Ecological Archives E096-045-A2
Grace F. Chen and Douglas W. Schemske. 2015. Ecological differentiation and local adaptation in two sister species of Neotropical Costus (Costaceae). Ecology 96:440–449. http://dx.doi.org/10.1890/14-0428.1
Appendix B. Detailed descriptions of the transplant sites in central Panama.
Fig. B1. Map of study sites in Central Panama. Pipeline Road (PLR) is marked by the thick solid line. Precipitation data were collected at the Frijolito and Gamboa weather stations marked with open squares. Closed circles indicate the location of the reciprocal transplant sites: C. allenii sites on Pipeline Road (AP) and on the Gigante Peninsula (AG), and C. villosissimus sites on Pipeline Road (VP) and in Gamboa (VG).
Across the Isthmus of Panama, a distance of 80 km, more rain falls on the Atlantic side (mean annual precipitation = 3234 mm at Cristobal) than on the Pacific side (mean annual precipitation = 1798 mm at Balboa Heights; Panama Canal Authority Meteorological and Hydrological Service weather station network). The field components of this study were conducted in Soberania National Park located along the Panama Canal approximately 25 km north of Panama City. The park encompasses 22,104 hectares, is located at the center of the Isthmus-wide rainfall gradient, and includes populations of both of the study species.

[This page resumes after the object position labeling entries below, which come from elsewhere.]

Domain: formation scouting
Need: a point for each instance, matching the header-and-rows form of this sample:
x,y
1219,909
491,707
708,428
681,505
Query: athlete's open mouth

The spatial distribution of the two species was determined along a transect, Pipeline Road (PLR; Fig. B1), running through Soberania National Park (south – north). Pipeline Road spans the sharp precipitation gradient in the Canal region and provides access to natural habitats of C. allenii and C. villosissimus. Along the southern end of PLR, the road is wide and the canopy is open. As the road progresses northward, the canopy closes gradually and the road narrows until it becomes completely inaccessible. We studied the spatial distribution of the two species and made environmental measurements (soil moisture, light availability) in natural habitats along 17 km of PLR. Both species were found along this section, with C. allenii predominating in the northern stretch and C. villosissimus to the south.

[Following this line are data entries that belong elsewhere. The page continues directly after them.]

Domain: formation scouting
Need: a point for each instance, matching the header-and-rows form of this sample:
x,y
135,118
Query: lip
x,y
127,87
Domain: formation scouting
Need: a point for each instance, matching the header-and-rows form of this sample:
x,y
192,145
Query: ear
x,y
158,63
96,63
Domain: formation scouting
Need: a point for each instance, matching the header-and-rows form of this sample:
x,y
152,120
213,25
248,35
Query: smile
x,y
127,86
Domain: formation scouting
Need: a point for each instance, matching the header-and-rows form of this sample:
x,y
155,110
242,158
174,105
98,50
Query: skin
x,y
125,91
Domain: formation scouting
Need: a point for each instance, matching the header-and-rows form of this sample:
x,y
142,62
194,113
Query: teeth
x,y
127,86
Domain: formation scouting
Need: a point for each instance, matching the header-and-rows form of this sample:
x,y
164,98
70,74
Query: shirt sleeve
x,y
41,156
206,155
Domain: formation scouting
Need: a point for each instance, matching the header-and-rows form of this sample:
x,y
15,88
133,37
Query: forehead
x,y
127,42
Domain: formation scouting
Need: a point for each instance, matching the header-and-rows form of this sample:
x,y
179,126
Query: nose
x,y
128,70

For the reciprocal transplant experiments, we employed two transplant sites for each species (Fig. B1). For C. villosissimus, one site (VP) was near the center of the distribution of C. villosissimus on PLR, located between 1 km and 2 km from the entrance, and the other one (VG) was in Gamboa near the entrance of PLR. For C. allenii, one site (AP) is near the center of the distribution of C. allenii on PLR, located between 10 km and 11 km from the entrance, and the other one (AG) was on Gigante Peninsula in Barro Colorado Nature Monument (Fig. B1). With the exception of the C. allenii site on Gigante, all the other sites possess natural populations of the respective species. On Gigante, natural populations of C. allenii have not been located, probably because of previous disturbance. Nevertheless, the environmental conditions appeared similar to those of other C. allenii habitats. In the C. villosissimus site on PLR (VP), the forest is mostly second growth with semi-open canopy. At the other C. villosissimus site (VG), there is a forest-grassland transition that was a result of clearing of the forest. At both C. villosissimus sites, transplant transects were placed along the forest edge to mimic locations of natural populations. At the C. allenii site on PLR (AP), a ravine runs through the forest near the road and transplant transects were placed on the banks along the ravine. The other C. allenii site (AG) is located on the north margin of Gigante Peninsula and transplant transects were placed along the shore.
For seed transplants, 55 seeds from each species were transplanted into one C. allenii site (AP) and one C. villosissimus site (VP) on PLR in both 2007 and 2008 for a total of 440 seeds (55 seeds × 2 species × 2 sites × 2 years = 440 seeds). For clonal transplants, we planted 18 C. allenii and 18 C. villosissimus plants at the AG site and 13 C. allenii and 18 C. villosissimus plants at each of the C. villosissimus sites (VP and VG) in June 2006. In June 2007, we planted 13 C. allenii and 18 C. villosissimus plants at the AP site.